When a marriage ends, this impacts the relationship between the spouses. However, a divorce should not impact the relationship a parent has with their children. Unfortunately, when a tumultuous split occurs, this can make co-parenting beyond difficult. As such, it could cause one parent to target the other parent through the child.
Using a child as a pawn to hurt the other parent is damaging to the child and their relationship with that parent. Furthermore, when their conduct causes a child to no longer want to see the other parent, this could be considered parental alienation and give them grounds to take legal action.

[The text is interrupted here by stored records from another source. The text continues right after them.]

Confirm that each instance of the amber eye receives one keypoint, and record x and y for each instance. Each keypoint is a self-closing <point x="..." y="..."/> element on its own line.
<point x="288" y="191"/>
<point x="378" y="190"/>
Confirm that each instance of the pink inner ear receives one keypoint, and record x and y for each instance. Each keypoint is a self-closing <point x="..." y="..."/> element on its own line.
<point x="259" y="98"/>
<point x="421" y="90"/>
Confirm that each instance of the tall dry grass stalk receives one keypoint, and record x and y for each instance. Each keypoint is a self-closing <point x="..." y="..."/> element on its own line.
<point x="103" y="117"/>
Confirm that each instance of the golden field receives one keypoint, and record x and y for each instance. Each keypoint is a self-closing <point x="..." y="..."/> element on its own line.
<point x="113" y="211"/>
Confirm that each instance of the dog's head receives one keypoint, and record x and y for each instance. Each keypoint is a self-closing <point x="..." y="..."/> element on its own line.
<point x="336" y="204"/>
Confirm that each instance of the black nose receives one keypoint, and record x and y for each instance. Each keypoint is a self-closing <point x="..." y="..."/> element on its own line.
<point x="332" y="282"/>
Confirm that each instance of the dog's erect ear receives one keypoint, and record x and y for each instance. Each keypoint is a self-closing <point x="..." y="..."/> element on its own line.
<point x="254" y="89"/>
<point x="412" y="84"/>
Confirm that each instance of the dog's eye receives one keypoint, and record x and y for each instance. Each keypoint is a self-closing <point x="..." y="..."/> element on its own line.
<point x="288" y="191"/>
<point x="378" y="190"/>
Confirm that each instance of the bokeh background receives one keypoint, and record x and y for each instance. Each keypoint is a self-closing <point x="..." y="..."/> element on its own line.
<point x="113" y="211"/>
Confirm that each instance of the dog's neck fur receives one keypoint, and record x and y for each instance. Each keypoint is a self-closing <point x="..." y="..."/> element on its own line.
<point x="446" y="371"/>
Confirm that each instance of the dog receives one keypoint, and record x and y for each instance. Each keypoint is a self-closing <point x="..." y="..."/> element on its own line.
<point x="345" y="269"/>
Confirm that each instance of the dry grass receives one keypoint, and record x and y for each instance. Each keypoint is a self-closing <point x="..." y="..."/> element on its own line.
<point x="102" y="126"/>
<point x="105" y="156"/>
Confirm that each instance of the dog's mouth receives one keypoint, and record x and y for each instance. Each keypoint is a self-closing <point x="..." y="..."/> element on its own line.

Understanding parental alienation
Often occurring in a high-conflict divorce, parental alienation occurs when the child or children involved identifies strongly with one parent, usually the custodial parent, and has formed hatred against the other parent or rejected them altogether without justification.
The cause of parental alienation is the conduct of the alienating parent. Often, this parent will pressure the child to carry the same opinions, views and hatred toward the other parent. This parent will often systematically program the child to despise the other parent, often through criticism and conduct that interferes with the relationship they have with the other parent.
Parental alienation could be mild, which is often done by a child who is reluctant to visit with the other parent but enjoys their time with the parent once they are there. It could be moderate, which is when the child will strongly resist any contact with the other parent, maintaining resentment and opposition toward them while they are together. Finally, it can be severe, which is when the child strongly resists any contact while also running away or hiding to avoid having to visit with them.
Three signs to look for
While there is no clear and ultimate sign that parental alienation is occurring, the following three signs could be strong indicators and give reason to explore it further.
The first sign is when a child criticizes you severely and without cause. The next sign is the child having unwavering support for the parent you suspect is alienating. The child has only bad things to say about you but only good things to say about the other parent. The final sign to look for is when a child has no feeling of guilt after mistreating you.
Family law matters are notoriously emotional and complex. However, in order to ensure your parental rights are protected and the best interests of your child are served, it might be necessary to take legal action.